Standard Chartered's Geoffrey Kendrick is calling it: the crypto winter is over. He points to Bitcoin's June 5 low of $59,000 — a 53% drop from the October 2025 peak of $126,000 — as the cycle bottom. Three of four winter metrics show recovery, he argues, though one key gauge still reads ice cold.
Why leverage and sentiment point to recovery
Kendrick's case rests on leverage, sentiment, and institutional buying. Perpetual funding rates turned negative, hitting -3.9%, and open interest collapsed — classic signs of capitulation. The Fear and Greed Index sits around 20 ('extreme fear'), a level that historically marks market floors. On the institutional side, Bitcoin spot ETFs saw net inflows of $85.85 million on June 12 and 15, reversing $325 million in outflows on June 5.
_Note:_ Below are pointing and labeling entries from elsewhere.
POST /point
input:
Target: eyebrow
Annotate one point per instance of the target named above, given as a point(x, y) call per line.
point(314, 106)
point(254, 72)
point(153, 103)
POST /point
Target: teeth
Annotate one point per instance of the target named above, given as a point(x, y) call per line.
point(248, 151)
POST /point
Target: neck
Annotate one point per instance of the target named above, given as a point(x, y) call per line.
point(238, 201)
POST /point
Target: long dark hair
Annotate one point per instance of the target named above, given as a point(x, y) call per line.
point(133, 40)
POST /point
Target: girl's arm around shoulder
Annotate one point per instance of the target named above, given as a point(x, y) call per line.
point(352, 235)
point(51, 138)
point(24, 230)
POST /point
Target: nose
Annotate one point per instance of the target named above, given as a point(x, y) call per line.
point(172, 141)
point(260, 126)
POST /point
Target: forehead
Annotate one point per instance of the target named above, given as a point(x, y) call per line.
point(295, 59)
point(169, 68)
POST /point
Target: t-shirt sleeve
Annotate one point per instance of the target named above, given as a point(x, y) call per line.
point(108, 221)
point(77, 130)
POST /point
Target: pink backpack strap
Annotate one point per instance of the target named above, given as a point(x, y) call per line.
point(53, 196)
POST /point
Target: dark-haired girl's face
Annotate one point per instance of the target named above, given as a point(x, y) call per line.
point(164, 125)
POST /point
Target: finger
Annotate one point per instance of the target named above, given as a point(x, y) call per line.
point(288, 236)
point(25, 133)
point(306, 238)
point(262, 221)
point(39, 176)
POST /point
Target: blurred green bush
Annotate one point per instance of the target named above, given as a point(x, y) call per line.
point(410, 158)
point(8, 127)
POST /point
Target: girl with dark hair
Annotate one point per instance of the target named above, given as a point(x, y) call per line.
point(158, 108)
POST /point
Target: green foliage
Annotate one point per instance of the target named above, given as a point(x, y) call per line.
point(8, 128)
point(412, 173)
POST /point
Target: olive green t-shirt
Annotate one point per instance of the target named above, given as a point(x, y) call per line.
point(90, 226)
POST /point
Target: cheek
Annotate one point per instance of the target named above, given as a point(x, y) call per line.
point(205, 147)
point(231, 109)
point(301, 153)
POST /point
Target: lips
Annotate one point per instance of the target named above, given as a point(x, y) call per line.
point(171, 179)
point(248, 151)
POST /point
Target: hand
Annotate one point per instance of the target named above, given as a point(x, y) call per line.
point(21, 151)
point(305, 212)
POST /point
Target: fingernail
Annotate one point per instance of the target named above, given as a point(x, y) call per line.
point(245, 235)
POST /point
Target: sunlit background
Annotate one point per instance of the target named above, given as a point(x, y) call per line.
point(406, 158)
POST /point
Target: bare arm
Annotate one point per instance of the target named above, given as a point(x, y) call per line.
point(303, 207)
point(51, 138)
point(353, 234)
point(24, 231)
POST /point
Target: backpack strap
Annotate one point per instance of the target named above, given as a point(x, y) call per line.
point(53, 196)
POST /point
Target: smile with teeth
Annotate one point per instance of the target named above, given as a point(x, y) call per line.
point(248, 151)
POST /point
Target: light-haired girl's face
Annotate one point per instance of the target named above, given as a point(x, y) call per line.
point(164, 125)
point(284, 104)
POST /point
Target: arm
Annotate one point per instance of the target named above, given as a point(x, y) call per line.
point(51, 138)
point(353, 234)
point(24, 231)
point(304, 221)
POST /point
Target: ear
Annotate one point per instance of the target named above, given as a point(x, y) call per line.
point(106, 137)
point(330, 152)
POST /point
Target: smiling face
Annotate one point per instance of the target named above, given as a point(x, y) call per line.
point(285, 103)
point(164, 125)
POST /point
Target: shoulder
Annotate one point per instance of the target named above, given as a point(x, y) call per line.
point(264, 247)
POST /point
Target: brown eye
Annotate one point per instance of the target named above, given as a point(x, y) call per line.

The one metric still in winter
Valuation remains the holdout. The Mayer Multiple — Bitcoin price over its 200-day moving average — is at 0.85, below the neutral 1.0 threshold. That puts this metric squarely in 'winter' territory, per Kendrick's framework. Bitcoin also trades below its 200-day average, a line in the sand many analysts watch to confirm a bear market's end.
Strategy keeps buying
Strategy (formerly MicroStrategy) isn't waiting for confirmation. On June 15, the firm bought another 1,587 BTC for $100 million at an average price of $63,024. That follows a prior 1,550 BTC purchase. Its total stash now stands at 846,842 Bitcoin — worth roughly $56 billion at current prices.
Macro tailwinds building
Outside crypto, a US-Iran peace deal has pushed Brent crude oil down to $80 a barrel. Lower energy prices ease inflation fears, which tends to help risk assets like Bitcoin. The macro backdrop is less hostile than it was a few months ago.
What's still missing
The current drawdown from Bitcoin's peak is 46.9% — shallower than the 75-85% declines in past crypto winters. That could mean this cycle is different, or that the bottom hasn't fully formed. For now, Kendrick's call is a bet on recovery, but the market hasn't yet pushed Bitcoin back above its 200-day average. That cross could be the next concrete event traders watch for.